Before you retire, these dividends will help your investment compound faster, taking full advantage of the tax-advantaged nature of your IRA. And after you retire, the high yield can provide a reliable stream of income.
Next, and not as obvious, is for the downside protection. Generally speaking, dividend-paying stocks tend to do better than their non-dividend counterparts during corrections and recessions, and this is especially true with mature companies like those that make up the fund's big holdings. With many experts forecasting a correction in 2018, this could be a smart way to play defense.
Finally, like most Vanguard products, the High Dividend Yield ETF is cheap. With an expense ratio of just 0.08%, you'll get to keep most of your gains.
Dividends with a dollop of growth
Dan Caplinger (Vanguard Dividend Appreciation): Dividend stocks have been some of the best long-term performers in the stock market, and exchange-traded funds that track indexes of dividend stocks have a lot of appeal for investors who want their powerful combination of current income and prospects for growth down the road. Like Matt and his recommendation of sister dividend ETF Vanguard High Dividend Yield, I respect the low expenses and ample liquidity that the Vanguard Group provides.
Vanguard Dividend Appreciation takes a slightly different angle from many other dividend ETFs in that rather than emphasizing current yield, it looks for stocks that have demonstrated a track record of growing their dividend payouts over time. That strategy can end up investing in stocks with relatively low dividend yields right now, with the expectation that subsequent dividend growth will result in above-average yields in the future. Yet ETF shareholders don't have to give up all their income, as the fund's current distribution yield of 1.8% is very close to the market's overall average, and average annual returns of nearly 14% over the past five years are quite attractive. For retirement investors who don't necessarily need maximum income right now but want to boost their chance of bigger future payouts, Vanguard Dividend Appreciation makes a solid choice for an IRA.

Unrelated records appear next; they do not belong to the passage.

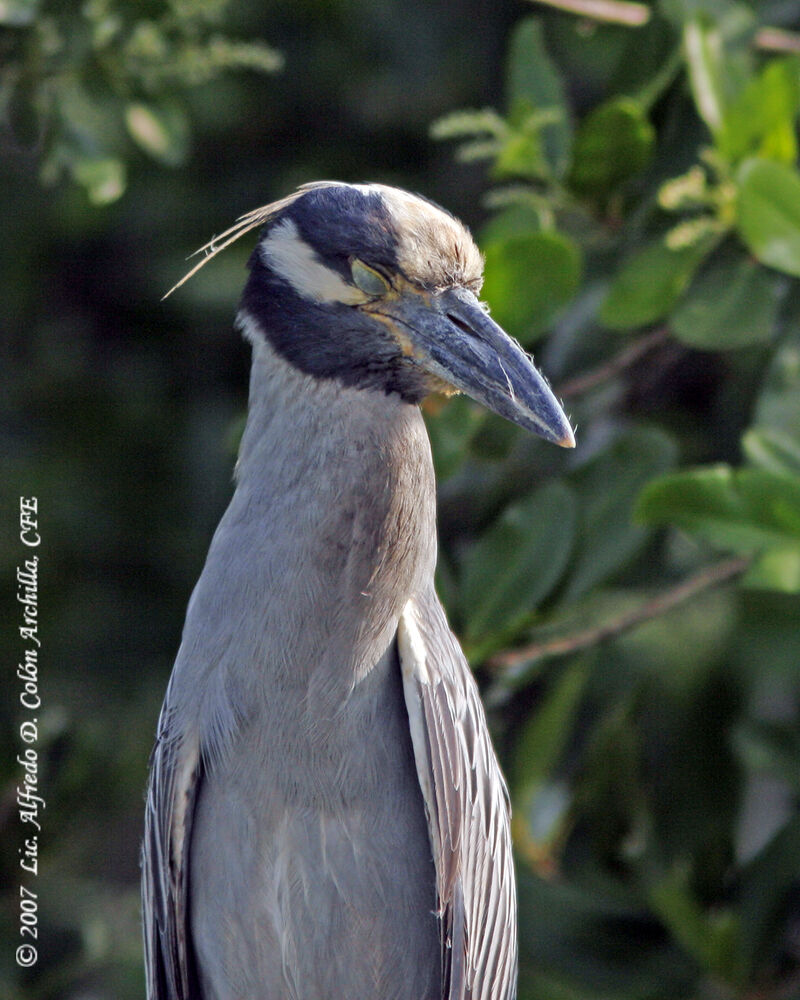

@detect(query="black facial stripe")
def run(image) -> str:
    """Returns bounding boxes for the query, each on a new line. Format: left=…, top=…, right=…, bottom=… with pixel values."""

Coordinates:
left=286, top=186, right=400, bottom=282
left=240, top=255, right=428, bottom=403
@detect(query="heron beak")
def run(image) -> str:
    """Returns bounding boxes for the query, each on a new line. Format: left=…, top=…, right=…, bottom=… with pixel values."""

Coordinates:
left=374, top=286, right=575, bottom=448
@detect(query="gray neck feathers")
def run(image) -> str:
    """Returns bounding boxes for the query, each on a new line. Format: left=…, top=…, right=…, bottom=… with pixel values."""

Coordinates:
left=170, top=315, right=437, bottom=762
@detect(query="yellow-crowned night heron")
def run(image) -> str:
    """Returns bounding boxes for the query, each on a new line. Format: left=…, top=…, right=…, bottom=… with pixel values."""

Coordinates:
left=142, top=181, right=574, bottom=1000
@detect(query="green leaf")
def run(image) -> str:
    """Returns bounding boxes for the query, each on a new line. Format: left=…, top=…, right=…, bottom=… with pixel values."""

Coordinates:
left=637, top=466, right=800, bottom=550
left=125, top=101, right=189, bottom=167
left=482, top=232, right=581, bottom=345
left=734, top=720, right=800, bottom=788
left=563, top=427, right=678, bottom=600
left=742, top=428, right=800, bottom=478
left=738, top=816, right=800, bottom=975
left=600, top=237, right=713, bottom=330
left=424, top=395, right=486, bottom=481
left=71, top=157, right=126, bottom=205
left=513, top=662, right=589, bottom=847
left=752, top=327, right=800, bottom=436
left=736, top=158, right=800, bottom=277
left=429, top=108, right=507, bottom=142
left=492, top=123, right=550, bottom=181
left=506, top=17, right=564, bottom=113
left=514, top=661, right=589, bottom=790
left=513, top=659, right=589, bottom=853
left=460, top=481, right=577, bottom=643
left=682, top=18, right=725, bottom=134
left=637, top=466, right=800, bottom=591
left=568, top=98, right=655, bottom=199
left=657, top=0, right=733, bottom=27
left=505, top=16, right=571, bottom=175
left=480, top=204, right=543, bottom=245
left=718, top=58, right=800, bottom=166
left=745, top=546, right=800, bottom=593
left=0, top=0, right=39, bottom=26
left=517, top=872, right=697, bottom=995
left=670, top=252, right=783, bottom=349
left=648, top=864, right=746, bottom=984
left=468, top=412, right=519, bottom=462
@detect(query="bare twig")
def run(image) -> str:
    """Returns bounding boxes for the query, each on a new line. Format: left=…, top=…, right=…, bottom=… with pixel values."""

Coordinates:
left=527, top=0, right=650, bottom=27
left=528, top=0, right=797, bottom=54
left=488, top=555, right=751, bottom=676
left=754, top=27, right=800, bottom=54
left=556, top=327, right=669, bottom=400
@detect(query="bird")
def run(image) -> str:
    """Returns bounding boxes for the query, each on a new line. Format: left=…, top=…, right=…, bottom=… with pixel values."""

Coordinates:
left=142, top=180, right=574, bottom=1000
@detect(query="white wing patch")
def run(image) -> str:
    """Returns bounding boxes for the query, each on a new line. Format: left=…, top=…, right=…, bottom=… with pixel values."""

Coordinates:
left=259, top=218, right=368, bottom=305
left=398, top=601, right=435, bottom=823
left=168, top=731, right=201, bottom=873
left=398, top=601, right=430, bottom=684
left=142, top=709, right=204, bottom=1000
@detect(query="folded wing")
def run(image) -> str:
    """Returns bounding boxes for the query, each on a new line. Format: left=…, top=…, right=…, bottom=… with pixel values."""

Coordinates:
left=398, top=587, right=518, bottom=1000
left=141, top=682, right=202, bottom=1000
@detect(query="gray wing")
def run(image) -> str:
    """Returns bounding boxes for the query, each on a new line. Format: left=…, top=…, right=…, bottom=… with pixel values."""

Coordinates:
left=398, top=587, right=518, bottom=1000
left=141, top=679, right=202, bottom=1000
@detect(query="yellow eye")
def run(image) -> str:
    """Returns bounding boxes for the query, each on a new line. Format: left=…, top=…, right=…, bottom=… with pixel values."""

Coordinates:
left=351, top=259, right=390, bottom=296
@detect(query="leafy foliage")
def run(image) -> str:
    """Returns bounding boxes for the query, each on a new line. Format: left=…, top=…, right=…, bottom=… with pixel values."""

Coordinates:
left=428, top=3, right=800, bottom=997
left=2, top=1, right=800, bottom=999
left=639, top=466, right=800, bottom=590
left=0, top=0, right=281, bottom=203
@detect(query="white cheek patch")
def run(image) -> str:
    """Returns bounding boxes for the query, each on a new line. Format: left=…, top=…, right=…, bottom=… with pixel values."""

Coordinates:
left=259, top=218, right=367, bottom=305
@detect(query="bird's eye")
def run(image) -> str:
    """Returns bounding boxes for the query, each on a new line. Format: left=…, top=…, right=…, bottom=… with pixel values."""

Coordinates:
left=351, top=260, right=390, bottom=296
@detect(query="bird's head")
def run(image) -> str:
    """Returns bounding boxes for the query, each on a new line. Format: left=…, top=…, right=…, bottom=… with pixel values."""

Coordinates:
left=169, top=181, right=574, bottom=448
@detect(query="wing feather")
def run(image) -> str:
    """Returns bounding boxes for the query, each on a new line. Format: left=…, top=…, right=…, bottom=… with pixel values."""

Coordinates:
left=398, top=588, right=517, bottom=1000
left=141, top=683, right=202, bottom=1000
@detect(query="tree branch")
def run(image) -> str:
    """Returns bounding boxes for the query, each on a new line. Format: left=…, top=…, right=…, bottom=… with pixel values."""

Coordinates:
left=556, top=326, right=669, bottom=400
left=527, top=0, right=651, bottom=27
left=488, top=554, right=751, bottom=676
left=528, top=0, right=798, bottom=54
left=754, top=27, right=800, bottom=55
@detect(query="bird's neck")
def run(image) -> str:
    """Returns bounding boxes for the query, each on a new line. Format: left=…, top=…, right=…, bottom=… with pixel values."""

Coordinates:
left=167, top=324, right=438, bottom=773
left=229, top=322, right=438, bottom=681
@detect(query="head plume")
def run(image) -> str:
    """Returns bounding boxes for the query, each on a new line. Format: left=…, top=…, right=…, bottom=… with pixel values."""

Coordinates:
left=163, top=182, right=349, bottom=299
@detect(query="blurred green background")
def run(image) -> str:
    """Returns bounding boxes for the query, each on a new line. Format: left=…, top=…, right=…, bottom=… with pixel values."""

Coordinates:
left=3, top=1, right=800, bottom=998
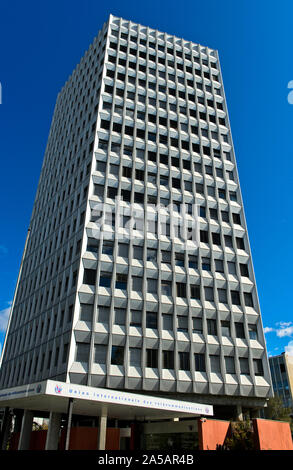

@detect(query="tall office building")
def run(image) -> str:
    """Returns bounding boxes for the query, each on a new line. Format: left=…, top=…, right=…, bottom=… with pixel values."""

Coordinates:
left=0, top=14, right=272, bottom=428
left=269, top=353, right=293, bottom=410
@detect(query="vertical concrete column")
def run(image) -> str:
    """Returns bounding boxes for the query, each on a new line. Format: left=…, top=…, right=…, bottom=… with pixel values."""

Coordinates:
left=45, top=412, right=62, bottom=450
left=13, top=409, right=24, bottom=433
left=18, top=410, right=34, bottom=450
left=235, top=404, right=243, bottom=421
left=65, top=398, right=74, bottom=450
left=97, top=407, right=107, bottom=450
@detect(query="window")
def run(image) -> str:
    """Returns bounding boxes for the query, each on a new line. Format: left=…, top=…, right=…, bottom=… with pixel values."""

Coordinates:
left=99, top=272, right=112, bottom=288
left=202, top=257, right=211, bottom=270
left=205, top=287, right=214, bottom=302
left=240, top=264, right=249, bottom=277
left=163, top=350, right=174, bottom=369
left=118, top=243, right=129, bottom=258
left=177, top=316, right=188, bottom=332
left=193, top=318, right=203, bottom=334
left=83, top=269, right=96, bottom=285
left=248, top=324, right=258, bottom=340
left=231, top=290, right=241, bottom=305
left=210, top=208, right=218, bottom=220
left=132, top=276, right=143, bottom=292
left=253, top=359, right=264, bottom=376
left=189, top=256, right=197, bottom=269
left=235, top=322, right=245, bottom=338
left=200, top=230, right=209, bottom=243
left=146, top=349, right=158, bottom=368
left=130, top=309, right=141, bottom=327
left=218, top=288, right=227, bottom=304
left=207, top=319, right=217, bottom=336
left=129, top=348, right=141, bottom=367
left=175, top=253, right=185, bottom=267
left=179, top=352, right=190, bottom=370
left=94, top=345, right=107, bottom=364
left=75, top=343, right=90, bottom=363
left=194, top=353, right=205, bottom=372
left=146, top=312, right=157, bottom=329
left=162, top=314, right=173, bottom=331
left=215, top=259, right=224, bottom=273
left=79, top=304, right=93, bottom=322
left=102, top=241, right=114, bottom=256
left=239, top=358, right=250, bottom=375
left=147, top=248, right=157, bottom=262
left=114, top=308, right=126, bottom=326
left=162, top=251, right=171, bottom=265
left=190, top=285, right=200, bottom=300
left=236, top=237, right=245, bottom=250
left=232, top=213, right=241, bottom=225
left=210, top=355, right=221, bottom=373
left=111, top=346, right=124, bottom=365
left=97, top=306, right=109, bottom=323
left=221, top=321, right=230, bottom=337
left=225, top=356, right=235, bottom=374
left=176, top=282, right=186, bottom=298
left=212, top=232, right=221, bottom=246
left=147, top=279, right=157, bottom=294
left=228, top=262, right=236, bottom=275
left=244, top=292, right=254, bottom=307
left=116, top=274, right=127, bottom=290
left=221, top=211, right=229, bottom=223
left=133, top=245, right=143, bottom=260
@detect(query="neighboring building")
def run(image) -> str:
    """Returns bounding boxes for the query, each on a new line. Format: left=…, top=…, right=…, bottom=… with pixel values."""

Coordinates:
left=269, top=352, right=293, bottom=410
left=0, top=14, right=272, bottom=450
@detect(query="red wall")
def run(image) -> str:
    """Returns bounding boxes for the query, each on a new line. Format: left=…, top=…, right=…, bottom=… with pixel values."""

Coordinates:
left=60, top=427, right=120, bottom=450
left=198, top=419, right=231, bottom=450
left=253, top=418, right=293, bottom=450
left=10, top=427, right=120, bottom=450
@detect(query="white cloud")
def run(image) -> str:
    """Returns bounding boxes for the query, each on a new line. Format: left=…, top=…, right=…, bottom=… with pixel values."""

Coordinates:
left=276, top=325, right=293, bottom=338
left=0, top=302, right=12, bottom=332
left=264, top=327, right=274, bottom=334
left=285, top=341, right=293, bottom=356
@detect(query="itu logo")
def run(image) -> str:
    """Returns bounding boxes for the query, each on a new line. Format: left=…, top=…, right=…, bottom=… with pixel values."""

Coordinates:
left=205, top=407, right=210, bottom=415
left=55, top=385, right=62, bottom=394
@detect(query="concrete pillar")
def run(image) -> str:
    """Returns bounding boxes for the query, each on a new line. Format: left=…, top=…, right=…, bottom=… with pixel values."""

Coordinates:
left=65, top=398, right=74, bottom=450
left=0, top=407, right=12, bottom=450
left=235, top=404, right=243, bottom=421
left=13, top=409, right=24, bottom=433
left=45, top=412, right=62, bottom=450
left=18, top=410, right=34, bottom=450
left=97, top=407, right=107, bottom=450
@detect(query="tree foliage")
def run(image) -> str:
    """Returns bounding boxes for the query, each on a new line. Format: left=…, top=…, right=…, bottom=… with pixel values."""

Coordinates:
left=224, top=420, right=255, bottom=451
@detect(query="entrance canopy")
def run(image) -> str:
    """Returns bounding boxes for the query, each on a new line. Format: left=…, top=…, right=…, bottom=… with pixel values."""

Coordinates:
left=0, top=380, right=213, bottom=420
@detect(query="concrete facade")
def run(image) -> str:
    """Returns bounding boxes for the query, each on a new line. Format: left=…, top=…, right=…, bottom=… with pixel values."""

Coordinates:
left=0, top=14, right=273, bottom=446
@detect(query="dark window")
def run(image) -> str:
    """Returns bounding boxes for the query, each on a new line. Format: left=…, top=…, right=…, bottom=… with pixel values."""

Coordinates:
left=146, top=349, right=158, bottom=368
left=179, top=352, right=190, bottom=370
left=163, top=350, right=174, bottom=369
left=111, top=346, right=124, bottom=365
left=146, top=312, right=157, bottom=329
left=83, top=269, right=96, bottom=285
left=194, top=353, right=205, bottom=372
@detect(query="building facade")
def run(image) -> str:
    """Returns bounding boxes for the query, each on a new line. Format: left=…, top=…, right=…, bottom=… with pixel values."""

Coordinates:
left=0, top=14, right=272, bottom=431
left=269, top=352, right=293, bottom=410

A fund fit for smaller stocks
Jordan Wathen (iShares Core S&P Mid-Cap ETF): The two index funds my colleagues picked are great for creating income from large-cap stocks, so I'll round it out with a mid-cap index fund that invests in smaller companies. The iShares Core S&P Mid-Cap ETf holds approximately 400 mid-cap companies with market values ranging from $1.6 billion to $6.8 billion.
Mid-cap stocks have historically produced higher returns than large caps, thanks to the fact that mid caps tend to be less mature businesses with more room for growth, and because large-cap companies often acquire them at a premium. That said, most of the return comes from capital appreciation rather than yield, as this fund yields only about half that of large-cap funds.
I like this index fund because it's based on the S&P MidCap 400 Index, which is made up of 400 companies that are generally too small for inclusion in the S&P 500 Index. Thus, it is a great complement to an investment in an S&P 500 index fund, as there is no overlap (shared holdings) between the two indexes. Best of all, this fund is downright cheap, carrying an expense ratio of just 0.07% of assets, ensuring that fees don't put much of a drag on its long-run returns.